A preparação para um mundo digital e volátil é um eixo fundamental na estratégia pedagógica da Católica. Um dos pilares desta abordagem é o modelo de aprendizagem-serviço (ApS), em que os alunos desenvolvem projetos reais em contextos comunitários, aplicando conhecimentos académicos a desafios com impacto direto na sociedade.

IA cria novas unidades curriculares

Na linha da frente da transformação tecnológica, a engenharia é, por natureza, um campo particularmente sensível à atualização constante de métodos, conteúdos e competências. Esta visão, segundo o departamento de Engenharia Informática da Faculdade de Engenharia da Universidade do Porto (FEUP), traduz-se na criação de novas unidades curriculares em áreas como Inteligência Artificial, Cibersegurança, Engenharia Aeroespacial ou Sistemas Ciberfísicos, e na integração de projetos interdisciplinares com centros de investigação, empresas e entidades públicas.

A par da atualização técnica, há uma aposta clara nas aprendizagens ativas. "O uso de metodologias de ensino baseadas em projetos, desafios reais e laboratórios avançados tem permitido uma melhor preparação dos estudantes para contextos profissionais exigentes e em rápida mutação tecnológica". Ao mesmo tempo, a faculdade explica que a formação em competências transversais como pensamento crítico, comunicação e ética tem vindo a ser reforçada, preparando os alunos para desempenharem também papéis de liderança.

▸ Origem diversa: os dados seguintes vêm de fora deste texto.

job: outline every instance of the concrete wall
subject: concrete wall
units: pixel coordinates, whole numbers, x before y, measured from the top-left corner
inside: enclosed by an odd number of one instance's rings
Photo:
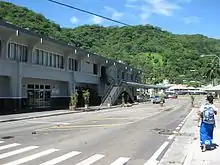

A ligação entre investigação e ensino tem igualmente sido uma mais-valia na introdução de tecnologias emergentes nas salas de aula. "O facto de o corpo docente da FEUP realizar investigação em áreas do conhecimento relacionadas com os Sistemas Imersivos e a Inteligência Artificial facilita a introdução destas tecnologias nos processos de ensino/aprendizagem". Entre as práticas mais recorrentes estão os jogos digitais e a gamificação, que têm sido usados tanto em aulas teóricas com recurso, por exemplo, à plataforma Wooclap – como em simulações ou projetos que envolvem a criação de jogos como atividade pedagógica.

"A utilização de tecnologias imersivas como a Realidade Virtual e a Realidade Aumentada também tem sido pilotada em algumas unidades curriculares", revela o departamento de Engenharia Informática da  FEUP, explicando que estas ferramentas permitem aos estudantes vivenciar ambientes industriais fora da sala de aula e interagir com diferentes dispositivos, à semelhança do que acontece no mundo real. Quanto à inteligência artificial, a utilização de ferramentas como o GitHub Copilot já é comum entre estudantes, estando também em curso a adesão à plataforma IAedu.pt, promovida pela FCCN, que dará acesso gratuito a modelos avançados de IA com salvaguardas de proteção de dados. "Estas plataformas assumem um papel cada vez mais relevante nos processos de ensino-aprendizagem", sustenta a FEUP. Por isso, estão em curso "processos de reflexão e de definição de linhas orientadoras para maximizar os seus benefícios e mitigar os riscos", promovendo uma utilização "responsável e transparente", sobretudo em trabalhos práticos e projetos.

Para assegurar que a sua oferta formativa se mantém atualizada, a FEUP atua em três níveis. "Ao nível estratégico", tem criado novos cursos em áreas emergentes, como a Licenciatura em Inteligência Artificial e Ciência de Dados, lançada em 2021/22, e o Mestrado em Inteligência Artificial, iniciado no presente ano letivo. "Ao nível tático", revê regularmente os planos de estudo, como no caso do Mestrado em Engenharia de Software, que reforçou a formação em IA, Cibersegurança, Verificação de Software ou Gestão de Produto. Já "a um nível mais operacional", as metodologias e conteúdos das unidades curriculares são ajustados anualmente com base no feedback dos estudantes e das entidades empregadoras, integrando "competências relacionadas com o estudo e uso eficaz e responsável" de tecnologias emergentes e promovendo também "criatividade, espírito crítico, colaboração e comunicação".

Por fim, a ligação à investigação e ao tecido empresarial reforça esta estratégia. "Os projetos integradores de licenciatura, as dissertações de mestrado e as teses de doutoramento são muitas vezes desenvolvidos em estreita articulação com centros de investigação, empresas e organismos públicos". Este cruzamento entre ciência e prática tem sido decisivo para "formar profissionais altamente qualificados, capazes de aplicar o conhecimento em contextos reais e de gerar inovação com impacto".